Alors, partons à la découverte de cette plante et de ses effets bénéfiques sur la santé.

Qu’est-ce que le galanga ?

Je vous promets que je n’essaie pas de vous tromper – c’est… pas le gingembre. En fait, le galanga est utilisé dans de nombreuses recettes asiatiques, tout comme le gingembre, car leurs saveurs sont très différentes.

Cette racine d’épice est originaire de Chine et de Thaïlande et a fait son chemin dans la médecine ayurvédique commune. De nombreuses personnes décrivent sa saveur comme étant à la fois terreuse et citronnée, avec une pointe d’épice. Cependant, le galanga n’est pas épicé par la capsaïcine, comme la plupart des aliments épicés. Au lieu de vous laisser une sensation de brûlure durable, il vous frappe et disparaît immédiatement.

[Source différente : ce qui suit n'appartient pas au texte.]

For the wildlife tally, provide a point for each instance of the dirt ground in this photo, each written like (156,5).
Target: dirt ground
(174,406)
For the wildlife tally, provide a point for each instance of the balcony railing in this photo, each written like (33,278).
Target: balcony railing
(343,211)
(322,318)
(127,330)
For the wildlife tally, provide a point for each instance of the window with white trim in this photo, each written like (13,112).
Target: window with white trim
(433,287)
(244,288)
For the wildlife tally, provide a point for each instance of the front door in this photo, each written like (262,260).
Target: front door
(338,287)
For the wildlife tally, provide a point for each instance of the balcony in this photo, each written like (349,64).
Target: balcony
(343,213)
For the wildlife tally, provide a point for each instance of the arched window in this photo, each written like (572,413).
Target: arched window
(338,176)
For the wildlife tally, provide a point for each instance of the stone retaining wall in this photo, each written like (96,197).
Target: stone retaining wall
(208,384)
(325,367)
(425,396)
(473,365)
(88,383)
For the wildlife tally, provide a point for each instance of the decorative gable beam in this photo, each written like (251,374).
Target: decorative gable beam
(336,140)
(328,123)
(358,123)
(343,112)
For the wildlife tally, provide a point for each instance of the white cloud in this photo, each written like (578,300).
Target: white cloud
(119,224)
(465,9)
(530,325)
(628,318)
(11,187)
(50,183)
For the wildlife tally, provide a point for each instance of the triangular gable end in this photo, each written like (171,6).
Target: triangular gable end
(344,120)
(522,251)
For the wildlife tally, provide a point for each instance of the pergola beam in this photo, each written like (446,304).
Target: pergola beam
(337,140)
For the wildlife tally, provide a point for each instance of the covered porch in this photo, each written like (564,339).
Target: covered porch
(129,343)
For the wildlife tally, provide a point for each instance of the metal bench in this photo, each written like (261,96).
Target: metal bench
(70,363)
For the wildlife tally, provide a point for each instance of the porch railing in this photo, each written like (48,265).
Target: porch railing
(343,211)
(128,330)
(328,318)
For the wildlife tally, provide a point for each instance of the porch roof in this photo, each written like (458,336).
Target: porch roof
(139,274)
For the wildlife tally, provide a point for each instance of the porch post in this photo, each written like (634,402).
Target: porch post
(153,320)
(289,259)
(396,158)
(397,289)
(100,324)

Si vous aimez la cuisine thaïlandaise et que vous avez essayé le tom ka gai, une soupe thaïlandaise populaire, vous reconnaissez peut-être la saveur de la racine de galanga comme cette saveur particulière que vous n’arrivez pas à situer. Eh bien, maintenant que nous avons compris, à quoi sert-elle ?

La réponse à cette question peut vous intriguer, car, en bref, elle est bonne pour un certain nombre de choses. beaucoup.

Valeur nutritive

Bien que le galanga et le gingembre soient deux racines différentes, elles proviennent de la même famille. « Le galanga désigne l’une des quatre espèces de plantes de la famille du gingembre. Zingiberaceae famille : Alpinia galanga (grand galanga), Alpinia officinarum (petit galanga), Kaempferia galanga (kencur, galanga noir ou gingembre des sables) ou Boesenbergia rotunda (gingembre chinois ou fingerroot). La plupart des recherches scientifiques se concentrent sur l’espèce végétale la plus grande ou la plus petite.

Comme le gingembre, cette racine pousse en rhizomes sous le sol. Bien qu’elle ne soit pas un aliment de base dans la plupart des cuisines occidentales, elle est un ingrédient courant dans la cuisine thaïlandaise et chinoise traditionnelle.

Les rhizomes contiennent une petite quantité de calories et d’autres nutriments, bien que les portions varient selon les recettes et que certaines ne contiennent qu’une infime quantité d’épices.

Une portion de racine de galanga (100 grammes) contient environ :

  • 71 calories
  • 15 grammes de glucides
  • 1 gramme de protéines
  • 1 gramme de graisse
  • 2 grammes de fibres
  • 5,4 grammes de vitamine C (9 % VQ)

Avantages pour la santé

1. Agent anticancéreux potentiellement révolutionnaire

L’avantage le plus frappant du galanga pour la santé, suggéré par un ensemble massif (et croissant) de recherches scientifiques, est sa capacité à combattre et potentiellement à prévenir un grand nombre de cancers et de tumeurs.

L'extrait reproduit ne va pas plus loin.